Make sure to ask the seller how old the roof is, and inspect the gutters and drainage systems if they are in good condition. A well-maintained gutter system helps avoid water damage issues especially in ceilings, which can be difficult to detect in plain sight. If the roof isn’t old enough but still needs some repairs, ask the seller to lower the price so you can save money for repair work.

Don’t forget to check the sidings too. Like roofs, sidings are also prone to damage. You should be able to quickly assess the condition of the sidings by simply looking at them. Things like missing or rusty nails, cracking caulk or crooked joints, fading or missing paint, rotting, mold, and water stains are major issues to consider.


Mold is every homeowner’s toughest enemy. It is a fungus that comes in different colors, such as white, green, and black.

If there is water damage or leaks on the roof, the property most likely has an issue with mold, even if you can’t see it. You should also check for water puddles near the exterior walls of the house and look around for watermarks, which are a major sign of leaks.

Some other common places where mold is likely to take hold are around leaking pipes, windows, and basements. If you notice an unpleasant odor inside the house or building, it’s another tell-tale sign of mold problems. Ask the seller if the property has mold or water damage problems and make sure to add a mold-related contingency to your offer if you really are interested to buy the property.


An easy way to check if the previous owner of the house has taken good care of the property is by checking the bathrooms. A bathroom should be renovated every four or five years. Check to see if the fixtures are still in good condition, such as the shower, sink, toilet, and bathtub. 


It takes more than a quick freshening up to reveal how well-cared-for a building is. You can’t mask stains on tiles or floors, dirt stuck on walls, and a poorly organized interior space.

Look for a home or property that boasts a clean and well-maintained interior. This means the walls are freshly painted, and the floors have no stains and cracks, so do the countertops and tables.

A well-cared-for building will also have highly maintained furniture.

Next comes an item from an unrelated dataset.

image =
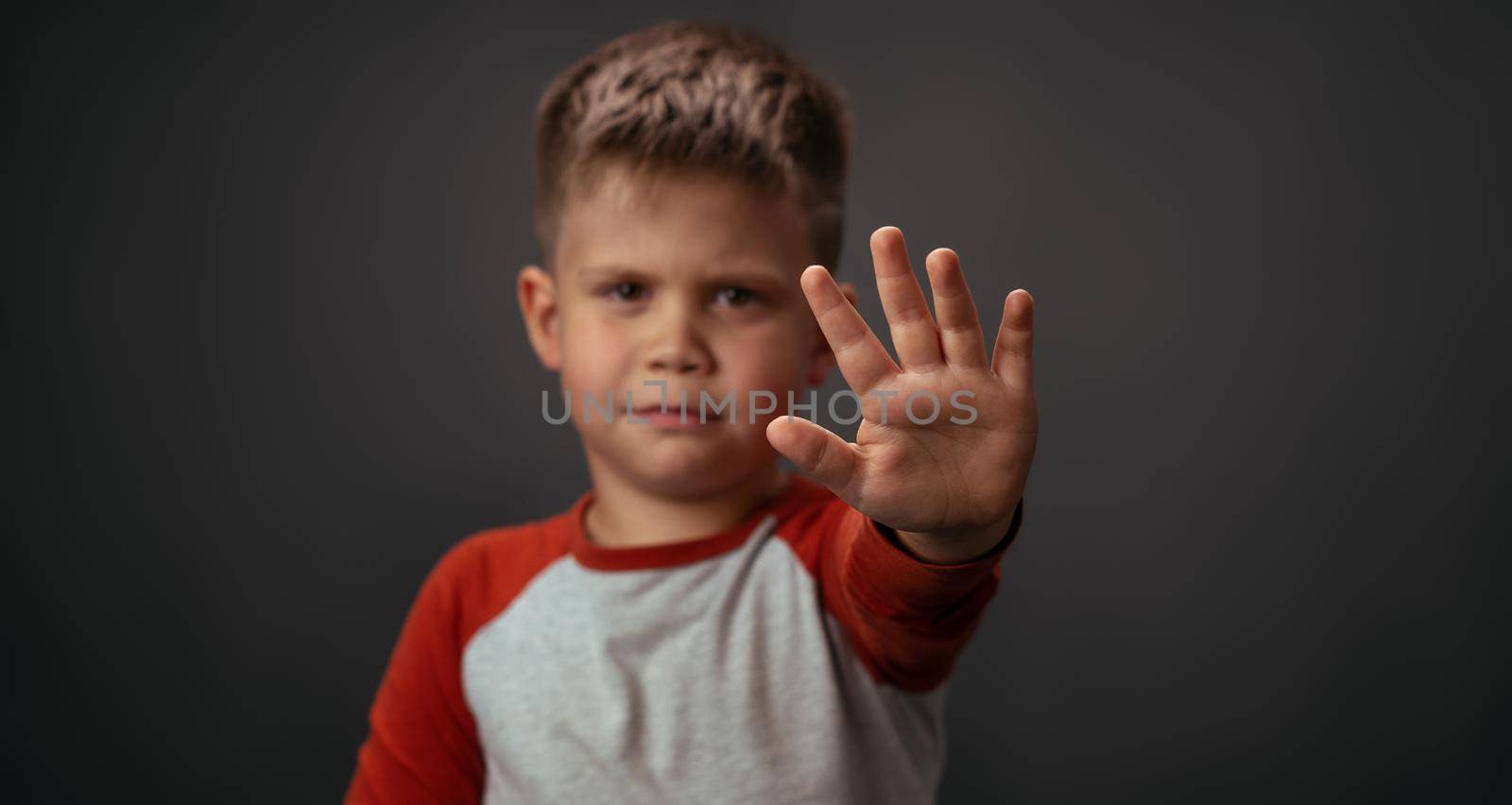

Even if the furniture pieces are quite old, they are still very functional and have no sign of major damage or cracks. With such an interior, you won’t need to shell out more money on repair or renovations. In most cases, all you need is to add stylish home decor to make your new home more like “you.”


Look for a home that has proper ventilation. Poor airflow is a common sign that the existing HVAC system is no longer functioning properly. This means that the previous owner hasn’t taken much effort to clean air filters or have their air conditioners or heating systems regularly checked by technicians.

A well-functioning HVAC system also suggests the absence of water leaks which can quickly damage a home and even lead to serious structural issues. Air conditioners that make low-level noise as they start up and shut down are okay, but any rattling or buzzing noise is a red flag.


Buying a home or property is no easy feat. You should take time assessing the building to make sure it’s free from costly damage and is worth your investment. Remember the pointers we discussed above when inspecting a property.

If you really like the property but you uncovered some issues, talk to the seller and negotiate the price so you can allocate budget for repairs.